(Articolo pubblicato su L’Economista, inserto de Il Riformista)
In un’epoca in cui la trasparenza è moneta corrente e ogni decisione di un manager può diventare pubblica in tempo reale, la reputazione non è più un elemento “soft”, ma un asset misurabile, strategico, decisivo. «La reputazione è ormai centrale. Non è un’impressione, è un indicatore concreto di affidabilità, leadership, visione. La valutiamo attraverso referenze strutturate, presenza mediatica, coerenza tra dichiarazioni pubbliche e comportamenti. È un asset, e come tale va gestito» spiega Niccolò Calabresi, Partner in charge per l’Italia e Regional Practice Managing Partner Healthcare & Life Sciences per Europa e Africa in Heidrick & Struggles, una delle principali società globali di leadership advisory ed executive search.
Secondo Calabresi, la reputazione nei processi di selezione non è una variabile tra le altre, ma una lente che rilegge tutto il profilo: «Un track record tecnico solido è necessario, ma non sufficiente. La reputazione sintetizza risultati, stile di leadership, impatto sull’organizzazione e sul mercato.
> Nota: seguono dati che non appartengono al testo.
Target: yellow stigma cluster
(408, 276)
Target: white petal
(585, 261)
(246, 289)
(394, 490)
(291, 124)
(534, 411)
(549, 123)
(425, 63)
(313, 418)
In molti casi è l’elemento che influenza le decisioni più importanti».
Il peso della reputazione, però, cambia da settore a settore. Nel finance ad esempio prevale l’aspettativa di rigore, nel tech di autenticità e vision, nella manifattura la stabilità. Le public company sono molto sensibili alla reputazione pubblica; le private a quella relazionale e fiduciaria. Ma la trasparenza è trasversale.
Ma si può davvero dare un valore economico alla reputazione di un executive? «Sì. Una reputazione consolidata accelera la fiducia del mercato, degli stakeholder, dei talenti. Il suo impatto può riflettersi su stock price, investimenti, employer branding. In questo senso, la reputazione ha un effetto moltiplicatore sul valore percepito di un’organizzazione».
Nel lavoro di executive search, capita anche di stimarne indirettamente il “costo”. «Non solo in termini retributivi, ma di attrattività complessiva del progetto: cultura aziendale, governance, margine d’azione. Chi ha una forte reputazione negozia su tutto ciò che può tutelare la propria coerenza e immagine».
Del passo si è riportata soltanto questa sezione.